Yesterday I arrived in Chicago for my first TEK·X PHP conference. After getting in, I had an interesting conversation with Bill Karwin over dinner. Bill is the author of SQL Antipatterns and is presenting on SQL Injection Myths and Fallacies as well as Models for Hierarchical Data with SQL and PHP here at TEK·X. I was able to pick his brain on a wide range of topics including his thoughts on NoSQL and Object-Relational Mappers (ORMs). I tend to be skeptical of both (although there are certainly uses for both) and I got the sense from our conversation that my skepticism is well founded.
Today was tutorial day, or day zero. This morning I attended Arne Blankerts’ Bad Guy For a Day – A Websecurity hands-on tutorial. I liked that he took a step back and looked at the different types of security such as the transport layer, infrastructure layer, data warehouse, user interface design, user level security, and application level security.
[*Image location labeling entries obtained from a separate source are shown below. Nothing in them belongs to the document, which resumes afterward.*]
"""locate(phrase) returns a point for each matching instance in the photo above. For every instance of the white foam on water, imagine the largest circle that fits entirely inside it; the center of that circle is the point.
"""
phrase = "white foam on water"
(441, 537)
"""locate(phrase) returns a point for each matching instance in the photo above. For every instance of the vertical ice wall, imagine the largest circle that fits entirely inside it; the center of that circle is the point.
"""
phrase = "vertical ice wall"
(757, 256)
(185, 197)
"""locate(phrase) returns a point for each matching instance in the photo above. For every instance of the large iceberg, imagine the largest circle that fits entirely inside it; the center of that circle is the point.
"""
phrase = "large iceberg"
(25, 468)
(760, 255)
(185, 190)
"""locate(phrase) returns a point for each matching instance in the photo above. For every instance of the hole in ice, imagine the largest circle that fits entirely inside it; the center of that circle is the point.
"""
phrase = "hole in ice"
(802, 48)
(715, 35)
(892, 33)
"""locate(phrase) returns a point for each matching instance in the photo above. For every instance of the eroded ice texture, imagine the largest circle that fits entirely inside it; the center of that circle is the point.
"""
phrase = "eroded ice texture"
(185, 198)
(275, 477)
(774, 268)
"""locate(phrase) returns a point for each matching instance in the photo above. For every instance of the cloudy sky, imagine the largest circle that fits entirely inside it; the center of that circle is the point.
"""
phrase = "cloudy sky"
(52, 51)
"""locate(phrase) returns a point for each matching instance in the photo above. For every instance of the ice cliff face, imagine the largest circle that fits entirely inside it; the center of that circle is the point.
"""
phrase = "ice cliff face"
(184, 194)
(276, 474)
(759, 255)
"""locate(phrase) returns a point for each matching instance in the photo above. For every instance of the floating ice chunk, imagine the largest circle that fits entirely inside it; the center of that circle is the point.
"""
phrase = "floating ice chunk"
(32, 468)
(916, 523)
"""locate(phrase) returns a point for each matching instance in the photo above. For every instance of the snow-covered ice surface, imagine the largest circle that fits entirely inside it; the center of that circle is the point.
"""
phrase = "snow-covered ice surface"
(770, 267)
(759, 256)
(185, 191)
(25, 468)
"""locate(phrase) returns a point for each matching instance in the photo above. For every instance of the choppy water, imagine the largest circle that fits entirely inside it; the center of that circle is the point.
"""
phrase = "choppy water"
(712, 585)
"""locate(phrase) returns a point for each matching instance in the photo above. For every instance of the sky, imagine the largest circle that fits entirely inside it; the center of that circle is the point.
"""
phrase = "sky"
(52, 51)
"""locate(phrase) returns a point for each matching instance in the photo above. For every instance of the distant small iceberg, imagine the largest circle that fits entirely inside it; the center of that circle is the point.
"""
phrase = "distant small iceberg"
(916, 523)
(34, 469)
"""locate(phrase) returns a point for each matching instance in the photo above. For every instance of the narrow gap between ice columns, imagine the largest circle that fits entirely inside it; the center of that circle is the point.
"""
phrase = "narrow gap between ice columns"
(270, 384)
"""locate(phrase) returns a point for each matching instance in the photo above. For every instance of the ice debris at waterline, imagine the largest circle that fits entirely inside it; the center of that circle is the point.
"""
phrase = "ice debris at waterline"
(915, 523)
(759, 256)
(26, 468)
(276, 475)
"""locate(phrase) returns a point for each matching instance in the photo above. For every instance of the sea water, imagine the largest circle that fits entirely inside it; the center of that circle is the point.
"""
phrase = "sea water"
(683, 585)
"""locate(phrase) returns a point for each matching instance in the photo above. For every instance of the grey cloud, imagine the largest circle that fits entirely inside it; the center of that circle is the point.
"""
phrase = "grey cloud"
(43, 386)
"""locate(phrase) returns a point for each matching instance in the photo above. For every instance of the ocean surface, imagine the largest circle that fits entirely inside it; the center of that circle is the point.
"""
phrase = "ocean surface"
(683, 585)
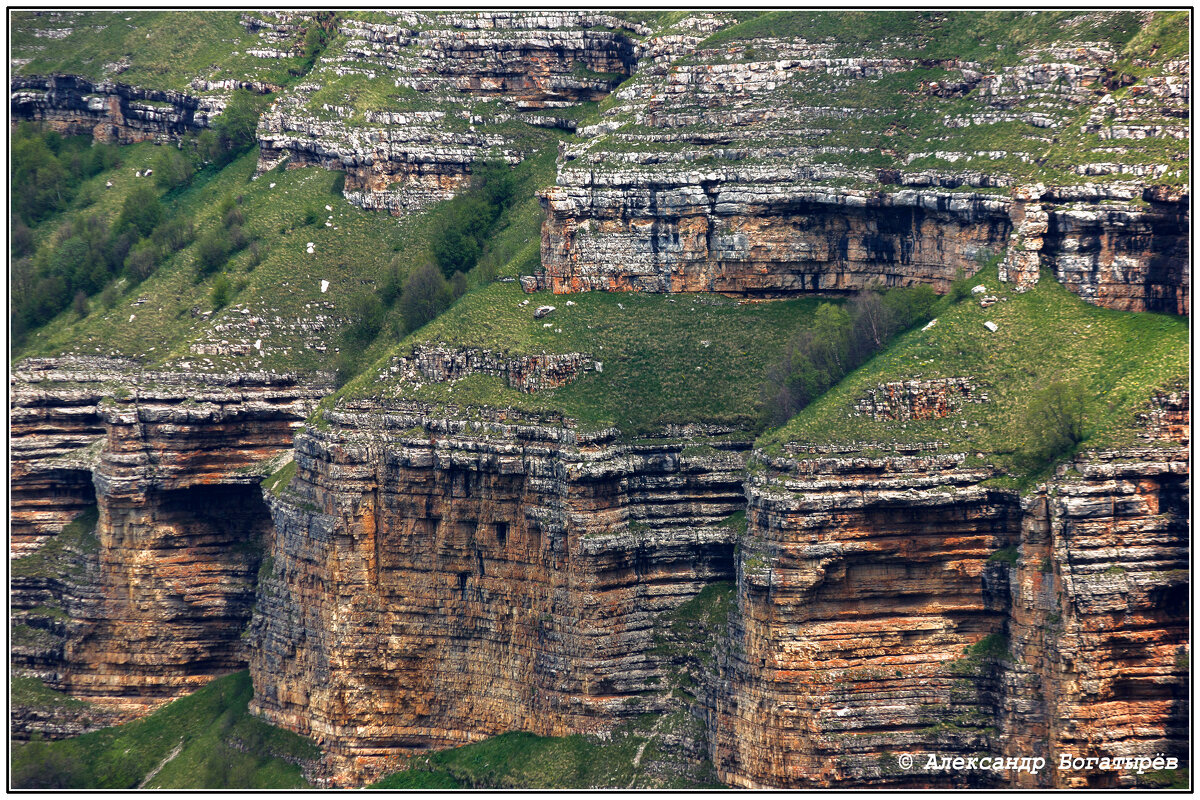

He talked about the usual suspects such as cross-site scripting (XSS), session fixation, cross-site request forgery (XSRF), and SQL injection. Filtering input and escaping output was also addressed, of course. He demonstrated attacks on several security holes in an (intentionally) badly written application. Take a look at the slides for more details.
One last note: if you happen to be here at TEK·X then be sure to rate the sessions on joind.in. The speakers really appreciate the feedback!